Harnessing artificial intelligence to predict and control gene regulation
The human genome contains hundreds of thousands of enhancer sequences that switch our genes on and off when needed. Scientists have long tried to decipher the link between the enhancer sequence and its regulatory activity in the cell, with little success. The lab of Alexander Stark at the IMP has developed a deep learning model, DeepSTARR, which predicts enhancer activity from their DNA sequence with exceptional accuracy. The scientists extracted the rules learned by the model and used them to design synthetic enhancers with a desired level of activity. Their work is now published in the journal Nature Genetics.

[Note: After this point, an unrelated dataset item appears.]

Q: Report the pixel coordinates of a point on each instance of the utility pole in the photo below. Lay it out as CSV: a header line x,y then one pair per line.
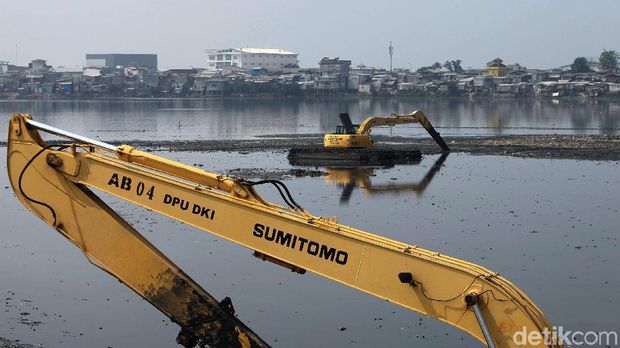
x,y
391,50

Our genes provide the instructions to produce all the proteins that our bodies need to function. While all tissues in one body harbour the same genes, they do not use (or ‘express’) them uniformly. Genes in different tissues are activated on-demand thanks to regulatory DNA sequences called ‘enhancers’, which act as on-off switches on gene transcription.
The tissue-specific switching of genes is encoded in DNA’s famous four-letter alphabet, A, T, G, and C. Some hundred DNA letters specify the activation of a gene in a cell, in a coded language that scientists have struggled to decrypt. For decades, geneticists have tried to elucidate the rules that determine the connection between an enhancer’s sequence of DNA bases and its regulatory activity in the genome. Understanding how a sequence influences gene expression could allow researchers to create synthetic enhancers from scratch and control the expression of a gene of interest.
Scientists in the lab of Alexander Stark at the IMP have risen to the challenge and utilised artificial intelligence for the task. They developed a powerful deep learning model, called DeepSTARR, which can predict the activities of any enhancer sequence, and validated their model experimentally. The outcome was now published in the journal Nature Genetics.
Taming the power of deep learning
Enhancers are made of a series of ‘motifs’ that are bound by specific types of proteins called transcription factors to activate gene transcription. Determining how each enhancer’s sequence and motifs encode its activity across an entire genome would be a herculean task, were it to be done manually. Instead, the Stark Lab has harnessed the potential of deep learning to unveil the rules that govern enhancer activity.
Deep learning models are a powerful technology suited to process large, raw datasets, and to identify the rules that optimise an output specified by the programmer. The researchers applied such a model to the genome of a type of fruit fly cell: they successfully identified enhancers and predicted enhancer activity from the arrangement of their As, Ts, Gs, and Cs.
“Motifs are a bit like words arranged in a particular order. By themselves, words give us some information about their meaning, but that meaning can change in the context of a sentence. Similarly, motifs need to be analysed within their context to understand how they orchestrate enhancer activity,” explains Bernardo de Almeida, Vienna BioCenter PhD student and first author of the study. “Our model was able to learn the ‘syntax’ rules of enhancer motifs to predict enhancer activity very accurately.”
“We expanded and validated our findings to find universal rules that would apply to other cell types, and to other species, including humans,” says Franziska Reiter, also Vienna BioCenter PhD student in the lab of Alex Stark. “There are few labs in the world that can develop powerful computational tools and directly validate them with real life experiments. Our lab is one of them.”
You can build, so you understand
To test the power of DeepSTARR, the scientists used its predictions to design and generate new enhancer sequences in fruit fly cells. They were able to customise the strength of the synthetic enhancer’s activity by following the rules that DeepSTARR had pinpointed. This shows that the model was able to learn the correct syntax rules of the enhancers’ mysterious ‘language’.
“The engineering of synthetic enhancers with desired properties provides unanticipated opportunities for controlling gene expression, with future applications for cell and gene therapy,” says de Almeida. “Our work shows the potential of deep learning models to learn the codes that rule the natural world at the smallest scales.”
“DeepSTARR achieves what I had come to do at the IMP since 2008. Our study demonstrates the power of combining computational biology and experimental work – an approach that sits at the heart of my lab’s philosophy," says Alex Stark. “Today is a very special day for me. I couldn’t be prouder of my lab for their creativity, hard work, and dedication.”
Bernardo P. de Almeida, Franziska Reiter, Michaela Pagani, Alexander Stark: "DeepSTARR predicts enhancer activity from DNA sequence and enables the de novo design of synthetic enhancers". Nature Genetics (2022). DOI: 10.1038/s41588-022-01048-5.